Lain halnya dengan komunitas yang berfokus pada pendidikan. Baik prasarana maupun sistem pendidikannya. Ada banyak komunitas yang sudah merangkul anak-anak kurang mampu di kota besar untuk dijadikan adik asuh. Setiap akhir pekan para volunteer memberikan pengetahuan umum dan menggali kreativitas adik-adik asuhnya. Ada juga komunitas yang langsung terjun ke lapangan. Jarak yang jauh, akses yang sulit, serta minimnya fasilitas di lokasi tidak menyurutkan semangat para relawan pengajar ini bertemu adik-adik di daerah terpencil untuk sekedar memberikan ilmu pengetahuan, baik dalam mengajar ilmu pengetahuan formal sesuai tingkatan pendidikan, maupun ilmu pengetahuan umum bagi semua jenjang pendidikan. Tidak hanya bantuan dalam bentuk tenaga, bantuan dalam bentuk fisik pun tidak luput dari perhatian.
Komunitas lainnya lebih memperhatikan masalah yang lebih teknis dan fisik. Dalam hal ini, fokus kegiatannya adalah daerah-daerah setingkat kampung atau desa yang masih kesulitan dalam pemenuhan energi listrik, belum memiliki prasarana dan sarana kebersihan yang layak, sudah memiliki sumber energi listrik namun belum dapat dimanfaatkan secara optimal, perbaikan atau bahkan renovasi total madrasah, sekolah, ataupun musola di tempat-tempat terpencil dengan akses yang sulit. Tidak hanya itu, dalam hal perekonomian dan pendidikan pun mendapat sorotan dari komunitas ini. Kegiatannya pun bersifat teknis. Artinya bukan hanya sekedar pemberian bantuan berupa uang, tetapi lebih kepada barang-barang yang dibutuhkan (untuk perbaikan/pembangunan fisik bangunan, pembuatan sarana pendukung). Sebut saja bantuan berupa beberapa sak semen, material bangunan, rak buku, buku-buku pelajaran dan buku anak, pelengkap ibadah (alat solat dsb), bahkan sembako hingga baju layak pakai. Bahkan seringkali ikut terjun langsung mengerjakan pembuatan atau renovasi bangunan fisik. Dalam hal berkaitan dengan kebutuhan energi listrik, lebih difokuskan pada sumbangan pembelian, pemasangan, dan pemeliharaan berkala solar sell untuk satu rumah dengan lampu LED.

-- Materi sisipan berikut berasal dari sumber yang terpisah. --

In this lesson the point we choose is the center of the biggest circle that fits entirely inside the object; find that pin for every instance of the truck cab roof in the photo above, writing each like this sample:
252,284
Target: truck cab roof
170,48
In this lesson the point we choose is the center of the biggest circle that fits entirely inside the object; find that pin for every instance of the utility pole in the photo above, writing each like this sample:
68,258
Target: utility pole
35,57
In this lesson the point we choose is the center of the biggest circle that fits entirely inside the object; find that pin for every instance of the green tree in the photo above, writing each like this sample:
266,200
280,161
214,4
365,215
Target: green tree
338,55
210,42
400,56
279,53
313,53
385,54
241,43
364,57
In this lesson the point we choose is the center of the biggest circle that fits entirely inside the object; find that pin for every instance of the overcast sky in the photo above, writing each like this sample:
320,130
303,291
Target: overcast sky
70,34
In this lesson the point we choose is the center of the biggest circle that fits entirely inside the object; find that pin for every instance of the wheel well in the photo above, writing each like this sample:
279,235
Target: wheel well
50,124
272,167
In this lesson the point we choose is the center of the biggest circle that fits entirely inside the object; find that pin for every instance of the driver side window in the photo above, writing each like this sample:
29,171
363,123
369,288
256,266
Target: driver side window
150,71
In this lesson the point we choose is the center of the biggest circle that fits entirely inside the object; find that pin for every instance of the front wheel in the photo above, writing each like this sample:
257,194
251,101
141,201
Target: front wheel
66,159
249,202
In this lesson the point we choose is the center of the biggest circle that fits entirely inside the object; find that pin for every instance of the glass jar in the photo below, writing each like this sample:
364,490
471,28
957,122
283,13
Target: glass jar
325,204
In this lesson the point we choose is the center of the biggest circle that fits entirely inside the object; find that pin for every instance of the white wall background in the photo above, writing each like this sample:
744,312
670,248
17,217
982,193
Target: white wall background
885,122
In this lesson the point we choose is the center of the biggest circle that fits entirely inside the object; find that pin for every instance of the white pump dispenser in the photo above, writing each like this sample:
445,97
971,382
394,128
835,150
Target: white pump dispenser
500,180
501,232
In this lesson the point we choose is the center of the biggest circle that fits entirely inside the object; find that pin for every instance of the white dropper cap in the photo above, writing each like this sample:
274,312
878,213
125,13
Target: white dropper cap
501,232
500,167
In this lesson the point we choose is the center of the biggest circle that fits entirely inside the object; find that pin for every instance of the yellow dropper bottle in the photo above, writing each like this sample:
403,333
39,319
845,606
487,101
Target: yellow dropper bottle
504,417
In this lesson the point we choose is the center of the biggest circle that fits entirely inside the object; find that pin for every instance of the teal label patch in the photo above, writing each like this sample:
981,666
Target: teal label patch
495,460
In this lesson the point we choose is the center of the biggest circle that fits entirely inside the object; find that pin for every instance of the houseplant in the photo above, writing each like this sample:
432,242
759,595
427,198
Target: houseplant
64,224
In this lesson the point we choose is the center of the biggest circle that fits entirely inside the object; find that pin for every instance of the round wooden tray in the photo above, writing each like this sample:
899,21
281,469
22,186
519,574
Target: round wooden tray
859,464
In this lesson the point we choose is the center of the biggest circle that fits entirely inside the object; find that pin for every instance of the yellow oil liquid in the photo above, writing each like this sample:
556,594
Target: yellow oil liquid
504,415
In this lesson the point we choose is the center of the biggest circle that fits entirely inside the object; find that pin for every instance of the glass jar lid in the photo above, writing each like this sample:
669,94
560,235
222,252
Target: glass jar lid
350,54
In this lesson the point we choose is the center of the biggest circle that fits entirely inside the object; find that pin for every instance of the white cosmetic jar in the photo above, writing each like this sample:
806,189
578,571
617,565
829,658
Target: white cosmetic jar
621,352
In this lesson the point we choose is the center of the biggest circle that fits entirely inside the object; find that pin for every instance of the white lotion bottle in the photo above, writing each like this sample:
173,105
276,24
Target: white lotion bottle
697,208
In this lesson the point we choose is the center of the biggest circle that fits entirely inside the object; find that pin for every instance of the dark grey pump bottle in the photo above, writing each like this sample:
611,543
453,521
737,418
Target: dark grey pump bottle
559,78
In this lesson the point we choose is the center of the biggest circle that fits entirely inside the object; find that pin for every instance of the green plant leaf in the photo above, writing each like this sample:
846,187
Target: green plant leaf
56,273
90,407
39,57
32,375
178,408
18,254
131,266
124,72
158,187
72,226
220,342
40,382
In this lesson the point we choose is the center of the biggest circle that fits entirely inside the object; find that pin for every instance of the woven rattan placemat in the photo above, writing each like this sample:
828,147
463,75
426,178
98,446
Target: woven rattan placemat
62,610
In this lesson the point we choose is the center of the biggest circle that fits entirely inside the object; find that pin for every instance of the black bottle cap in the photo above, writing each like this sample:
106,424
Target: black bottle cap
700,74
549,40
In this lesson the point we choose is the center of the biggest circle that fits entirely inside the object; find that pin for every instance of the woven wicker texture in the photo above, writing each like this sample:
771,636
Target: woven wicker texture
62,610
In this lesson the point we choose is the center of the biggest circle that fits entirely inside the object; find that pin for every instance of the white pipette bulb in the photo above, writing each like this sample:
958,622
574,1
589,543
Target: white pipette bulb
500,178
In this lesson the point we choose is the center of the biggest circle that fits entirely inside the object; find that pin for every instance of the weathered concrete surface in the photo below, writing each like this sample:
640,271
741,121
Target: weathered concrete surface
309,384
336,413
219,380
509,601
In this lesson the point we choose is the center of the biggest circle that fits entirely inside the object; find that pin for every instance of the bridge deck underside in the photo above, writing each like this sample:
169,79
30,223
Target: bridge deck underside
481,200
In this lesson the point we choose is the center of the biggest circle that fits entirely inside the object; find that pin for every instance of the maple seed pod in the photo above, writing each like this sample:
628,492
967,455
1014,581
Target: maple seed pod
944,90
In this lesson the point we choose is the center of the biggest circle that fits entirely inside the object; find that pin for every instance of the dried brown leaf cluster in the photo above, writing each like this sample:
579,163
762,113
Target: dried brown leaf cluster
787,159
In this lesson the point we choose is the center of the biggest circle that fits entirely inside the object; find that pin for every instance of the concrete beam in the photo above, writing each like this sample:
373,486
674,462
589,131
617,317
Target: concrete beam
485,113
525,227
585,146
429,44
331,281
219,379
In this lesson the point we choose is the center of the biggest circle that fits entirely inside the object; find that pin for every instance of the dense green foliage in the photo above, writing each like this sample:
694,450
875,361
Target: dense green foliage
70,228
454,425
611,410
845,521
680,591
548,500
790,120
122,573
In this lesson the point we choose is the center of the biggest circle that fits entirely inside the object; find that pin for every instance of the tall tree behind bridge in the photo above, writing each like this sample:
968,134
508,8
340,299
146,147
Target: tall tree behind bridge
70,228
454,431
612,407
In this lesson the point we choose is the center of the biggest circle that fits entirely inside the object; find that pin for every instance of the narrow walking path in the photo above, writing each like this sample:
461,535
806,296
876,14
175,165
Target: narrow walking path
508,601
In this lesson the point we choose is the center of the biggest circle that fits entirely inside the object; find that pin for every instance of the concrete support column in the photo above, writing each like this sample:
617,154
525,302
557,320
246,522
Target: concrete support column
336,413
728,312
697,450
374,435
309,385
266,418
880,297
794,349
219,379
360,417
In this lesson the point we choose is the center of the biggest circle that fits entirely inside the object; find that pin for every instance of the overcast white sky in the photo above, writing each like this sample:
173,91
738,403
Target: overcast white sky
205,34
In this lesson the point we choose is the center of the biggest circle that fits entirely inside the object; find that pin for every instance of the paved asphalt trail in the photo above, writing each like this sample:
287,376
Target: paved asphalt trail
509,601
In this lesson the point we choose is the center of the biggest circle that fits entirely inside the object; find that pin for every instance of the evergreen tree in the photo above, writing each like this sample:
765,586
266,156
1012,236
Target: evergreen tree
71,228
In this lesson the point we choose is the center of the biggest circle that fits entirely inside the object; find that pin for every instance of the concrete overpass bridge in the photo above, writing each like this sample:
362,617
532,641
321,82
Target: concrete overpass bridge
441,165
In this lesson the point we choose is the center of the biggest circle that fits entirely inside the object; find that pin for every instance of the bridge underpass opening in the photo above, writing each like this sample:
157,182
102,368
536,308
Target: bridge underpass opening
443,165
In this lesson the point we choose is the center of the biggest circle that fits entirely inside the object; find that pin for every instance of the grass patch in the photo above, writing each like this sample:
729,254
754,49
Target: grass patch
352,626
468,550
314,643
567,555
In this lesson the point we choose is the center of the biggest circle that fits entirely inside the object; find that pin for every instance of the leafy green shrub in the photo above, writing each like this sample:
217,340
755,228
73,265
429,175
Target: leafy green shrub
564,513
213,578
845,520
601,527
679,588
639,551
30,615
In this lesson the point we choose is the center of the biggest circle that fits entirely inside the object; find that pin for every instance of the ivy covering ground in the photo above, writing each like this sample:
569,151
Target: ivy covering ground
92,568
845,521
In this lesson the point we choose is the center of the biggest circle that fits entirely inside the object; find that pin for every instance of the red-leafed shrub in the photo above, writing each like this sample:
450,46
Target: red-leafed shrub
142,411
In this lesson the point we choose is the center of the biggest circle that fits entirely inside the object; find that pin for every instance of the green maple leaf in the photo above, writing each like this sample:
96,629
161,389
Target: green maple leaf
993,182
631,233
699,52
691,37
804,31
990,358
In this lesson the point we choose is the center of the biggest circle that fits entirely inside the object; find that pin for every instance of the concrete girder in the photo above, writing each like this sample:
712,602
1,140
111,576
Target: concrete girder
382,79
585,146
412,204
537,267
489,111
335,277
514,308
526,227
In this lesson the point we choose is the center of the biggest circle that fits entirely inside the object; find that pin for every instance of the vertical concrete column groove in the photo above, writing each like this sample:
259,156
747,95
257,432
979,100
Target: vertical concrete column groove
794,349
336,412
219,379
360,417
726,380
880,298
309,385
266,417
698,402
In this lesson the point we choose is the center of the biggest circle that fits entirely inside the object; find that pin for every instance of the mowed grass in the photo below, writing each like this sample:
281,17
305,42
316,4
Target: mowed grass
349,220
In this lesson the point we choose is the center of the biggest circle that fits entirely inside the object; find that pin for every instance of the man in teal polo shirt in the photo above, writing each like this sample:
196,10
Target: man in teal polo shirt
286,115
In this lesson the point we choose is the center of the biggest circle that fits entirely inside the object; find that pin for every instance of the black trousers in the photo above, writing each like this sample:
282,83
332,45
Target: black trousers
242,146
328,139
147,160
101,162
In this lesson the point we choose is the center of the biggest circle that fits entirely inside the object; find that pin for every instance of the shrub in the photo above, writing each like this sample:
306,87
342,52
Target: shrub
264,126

Ada juga komunitas yang tetap berfokus langsung pada alam bebas. Salah satunya adalah pelestarian dan rehabilitasi kawasan Cagar Alam yang selama ini belum dipahami benar fungsinya. Bukan hanya rehabilitasi dan pelestarian, tetapi juga sosialisasi ke semua lapisan masyarakat. Mulai dari penggiat kegiatan alam bebas, antar komunitas penggiat kegiatan di alam bebas, hingga kepala desa, camat, dan lurah setempat, bahkan pihak swasta yang bersinggungan dengan kawasan tersebut pun ikut dilibatkan.
Adapun komunitas lainnya yang fokus pada upaya untuk melestarikan kebudayaan lokal seperti tarian daerah dan tradisi tahunan yang hampir menghilang, meneliti dan menggali informasi lebih dalam mengenai bangunan-bangunan dan kawasan bersejarah yang esensi sejarahnya semakin menghilang tergerus kemajuan jaman. Bahkan komunitas dengan fokus kegiatan non sosial-lingkungan yang lebih mengutamakan kreativitas, minat, dan bakat masing-masing individu pun mulai bermunculan.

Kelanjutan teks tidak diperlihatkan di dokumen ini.